Jean-Marc, comptable chez Natura-Logis depuis 20 ans, est un expert. Il connaissait le plan comptable par cœur. Lundi, lors d’une réunion, il a donné un chiffre de prévision. Le Directeur l’a coupé : “Attends Jean-Marc, Cortex prévoit -12% avec une probabilité de 98%. Ton chiffre me semble optimiste.” Jean-Marc s’est tu. Il est retourné à son bureau, a regardé ses diplômes au mur et s’est dit : “Si un logiciel à 100€ fait mieux que moi, je sers à quoi ?”.

L’estime de soi fragilisée

L’introduction massive de l’IA peut provoquer un sentiment d’incompétence acquis. Ce n’est pas que le salarié ne sait plus faire, c’est qu’on lui renvoie l’image que la machine fait mieux et plus vite.

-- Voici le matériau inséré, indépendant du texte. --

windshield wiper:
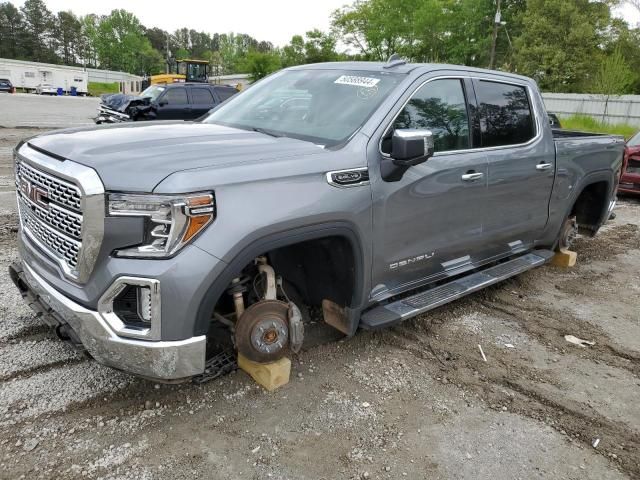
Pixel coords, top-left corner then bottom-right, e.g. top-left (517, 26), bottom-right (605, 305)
top-left (249, 127), bottom-right (284, 138)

Ce syndrome de l’imposteur digital se manifeste par :

  • Le retrait : Le salarié n’ose plus donner son avis de peur d’être contredit par la Data.
  • La sur-vérification : Passer des heures à vérifier si l’IA a raison, par insécurité.
  • L’anxiété de performance : La peur constante d’être “démasqué” comme étant le maillon faible.
Homme hésitant face à un ordinateur

“La machine a-t-elle toujours raison ?”

❌ LE MYTHE

“C’est un problème de génération, les jeunes s’adaptent très bien.”

✅ LA RÉALITÉ

Faux. Les jeunes souffrent aussi. Ils ont peur d’être cantonnés à des rôles d’exécutants et de ne jamais développer de véritable expertise métier, car l’IA fait le “vrai travail” à leur place.

À retenir

Pour lutter contre ce sentiment, il faut valoriser ce que l’IA ne sait pas faire : l’intuition, la gestion de l’imprévu humain, et la relation client émotionnelle.